For years, people have monitored their steps with the goal of achieving 10,000 per day. This goal is even the default setting in many fitness trackers. And while there are a number of different theories on where the goal came from, some also wonder given this new research if it is still relevant. Concurs Gagan Arora, a Delhi-based celebrity coach and founder of Kosmic Fitness. “Everyone believes moving around to meet the goal of 10,000 steps a day is good for their health. Whether this is true or not, this step count thing has got people talking a lot more about health and fitness and that in itself is a good thing,” he said in an earlier interview to Moneycontrol.
Most experts suggest this daily count cap is just a buzzword and that there is no scientific basis to it. For instance, Bradley Serwer, MD, FACC, an interventional cardiologist and chief medical officer at CardioSolution quotes a study in JAMA Internal Medicine and says, ““We see a proportional relationship to the number of steps [you take] and [its impact on] lowering your risk.” "Even 2,000 steps per day can lower your risk of premature death by almost 10 percent according to a study in JAMA Internal Medicine. This study...suggests that 10,000 steps per day is associated with a lower risk of mortality, cancer, and cardiovascular disease,” he added.
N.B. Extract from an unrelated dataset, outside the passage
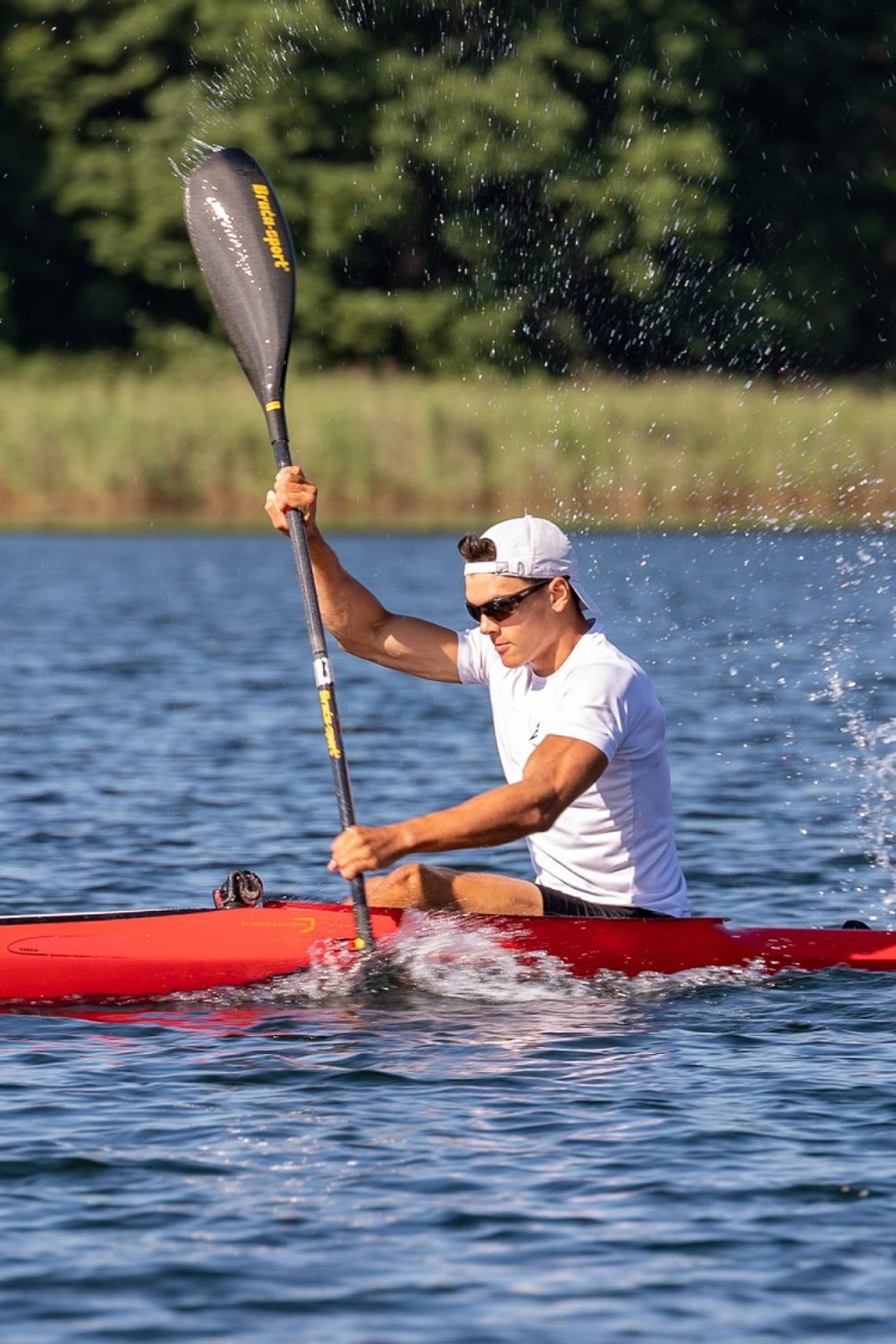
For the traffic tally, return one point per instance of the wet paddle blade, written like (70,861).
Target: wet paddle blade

A team of Harvard Medical School researchers who tried to investigate the truth and origins of the 10,000 steps goal was nothing more than a marketing gimmick to sell pedometers called Manpo-kei (“10 000 steps" in Japanese) in 1965. "That’s probably where today’s magic number comes from," the researchers wrote in the 2019 study published in the Journal of American Medical Association. They also studied smartphone data recorded by an accelerometer, which measures the number of steps taken, and found that the worldwide average number of steps accrued daily is approximately 5,000.
There is another problematic myth. Just meeting your daily step goal doesn’t ensure that you stay fit. “This has to be complemented with a workout of 30-60 minutes at least thrice a week,” said Kaustav Baruah, a Bengaluru-based CrossFit coach. “Our jobs tend to throw us into a sedentary pattern of sitting in one place for long hours. You should not do that, and that’s where the move alerts on your smartwatch and phone help. You need to have some movement almost every waking hour. The daily step goal gives people something to get out of their chair for and start thinking about fitness and a better lifestyle,” says Arora.